MaartenGr/BERTopic

Can I merge_topics() after reduce_outliers() and update_topics()

Closed this issue · 4 comments

Thank you so much for the great job.

In my case, there are too many outliers here. I want to reduce the outliers, but at the same time I need to merge topics.

My question is, can I merge topics after reducing the outliers and updating the topics. The code is below:

new_topics = topic_model.reduce_outliers(docs, topics)
topic_model.update_topics(docs, topics=new_topics)
topic_model.merge_topics(docs, [...])
topic_info = topic_model.get_topic_info()
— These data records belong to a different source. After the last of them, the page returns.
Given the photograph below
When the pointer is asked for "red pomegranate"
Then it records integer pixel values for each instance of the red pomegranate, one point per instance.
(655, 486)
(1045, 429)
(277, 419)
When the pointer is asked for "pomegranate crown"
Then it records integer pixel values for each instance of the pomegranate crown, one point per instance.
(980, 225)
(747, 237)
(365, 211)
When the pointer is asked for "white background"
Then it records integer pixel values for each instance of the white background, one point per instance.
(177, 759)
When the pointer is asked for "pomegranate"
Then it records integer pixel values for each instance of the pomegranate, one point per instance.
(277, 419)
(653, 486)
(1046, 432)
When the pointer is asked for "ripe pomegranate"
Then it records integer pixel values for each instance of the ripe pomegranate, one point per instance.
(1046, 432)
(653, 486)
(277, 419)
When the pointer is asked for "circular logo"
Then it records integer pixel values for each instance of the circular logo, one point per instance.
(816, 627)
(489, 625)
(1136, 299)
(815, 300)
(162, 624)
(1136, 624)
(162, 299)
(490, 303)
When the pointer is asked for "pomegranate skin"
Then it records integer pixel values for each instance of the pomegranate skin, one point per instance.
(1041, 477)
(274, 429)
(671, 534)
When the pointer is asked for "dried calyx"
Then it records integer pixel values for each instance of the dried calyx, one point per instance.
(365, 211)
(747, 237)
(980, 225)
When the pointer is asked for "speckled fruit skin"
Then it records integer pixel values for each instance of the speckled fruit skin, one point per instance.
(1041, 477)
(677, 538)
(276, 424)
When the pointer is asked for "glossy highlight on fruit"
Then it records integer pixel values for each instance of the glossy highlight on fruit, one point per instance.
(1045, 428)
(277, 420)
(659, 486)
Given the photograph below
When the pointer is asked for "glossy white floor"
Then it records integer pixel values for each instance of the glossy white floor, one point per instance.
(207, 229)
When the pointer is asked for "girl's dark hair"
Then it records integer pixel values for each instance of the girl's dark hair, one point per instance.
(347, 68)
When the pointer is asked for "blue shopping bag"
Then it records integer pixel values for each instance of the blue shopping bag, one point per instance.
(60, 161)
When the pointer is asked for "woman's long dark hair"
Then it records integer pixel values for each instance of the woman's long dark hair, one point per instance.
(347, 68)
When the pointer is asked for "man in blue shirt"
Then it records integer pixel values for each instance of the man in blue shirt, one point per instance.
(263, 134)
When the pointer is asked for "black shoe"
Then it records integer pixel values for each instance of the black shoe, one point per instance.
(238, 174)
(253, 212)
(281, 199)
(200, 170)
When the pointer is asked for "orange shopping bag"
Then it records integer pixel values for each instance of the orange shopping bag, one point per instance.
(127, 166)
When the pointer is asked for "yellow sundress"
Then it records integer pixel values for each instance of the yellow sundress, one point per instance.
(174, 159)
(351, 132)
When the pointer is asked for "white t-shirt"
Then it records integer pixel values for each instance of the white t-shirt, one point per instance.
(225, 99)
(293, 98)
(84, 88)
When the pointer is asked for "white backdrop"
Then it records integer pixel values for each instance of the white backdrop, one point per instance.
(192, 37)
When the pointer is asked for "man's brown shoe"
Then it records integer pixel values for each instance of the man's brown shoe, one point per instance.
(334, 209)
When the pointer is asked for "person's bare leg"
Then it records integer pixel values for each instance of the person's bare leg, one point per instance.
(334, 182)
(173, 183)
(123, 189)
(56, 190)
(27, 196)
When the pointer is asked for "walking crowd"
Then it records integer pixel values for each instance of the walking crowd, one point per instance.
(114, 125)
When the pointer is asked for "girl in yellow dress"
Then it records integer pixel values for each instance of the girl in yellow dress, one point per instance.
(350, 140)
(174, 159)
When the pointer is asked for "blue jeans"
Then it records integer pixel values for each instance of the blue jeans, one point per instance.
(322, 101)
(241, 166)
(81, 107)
I see this warning in the official documentation
"In both cases, it is important to realize that updating the topics this way may lead to errors if topic reduction or topic merging techniques The reason for this is that when you assign a -1 document to topic 1 and another -1 document to topic 2, it is unclear how you map the -1 documents. Is it matched to topic 1 or 2."

It looks like topics should not be merged after reducing outliers and updating topics. But executing the code above doesn't seem to report an error.

What should I do to achieve my goal? For example, should I merge the topics first, then reduce the outliers, then update the topics? Is it right to put updating topics at the end?

topic_model.merge_topics(docs, [...]
new_topics = topic_model.reduce_outliers(docs, topics)
topic_model.update_topics(docs, topics=new_topics)

Thank you very much.

Reducing outliers indeed makes mapping topics quite a bit more complex if certain mappings are being created. In practice, this might not always lead to issues but it is advised to have outlier reduction to be the last step in the pipeline due to this mapping issue.

Thank you very much, I think putting outlier reduction at the end is a good choice. But I'm also a bit curious, if I reduce the outliers first, then update the topic, and finally merge the topics, and if no errors are reported during the whole process, does that mean that the operation is fine. Or does it mean that something may have gone wrong, but it won't throw an error.
Thanks again for your valuable suggestions!

If no errors are given, then it is generally fine but I cannot be entirely sure so you would have to be careful when you continue updating the underlying model.

thanks, Your instructions are very useful.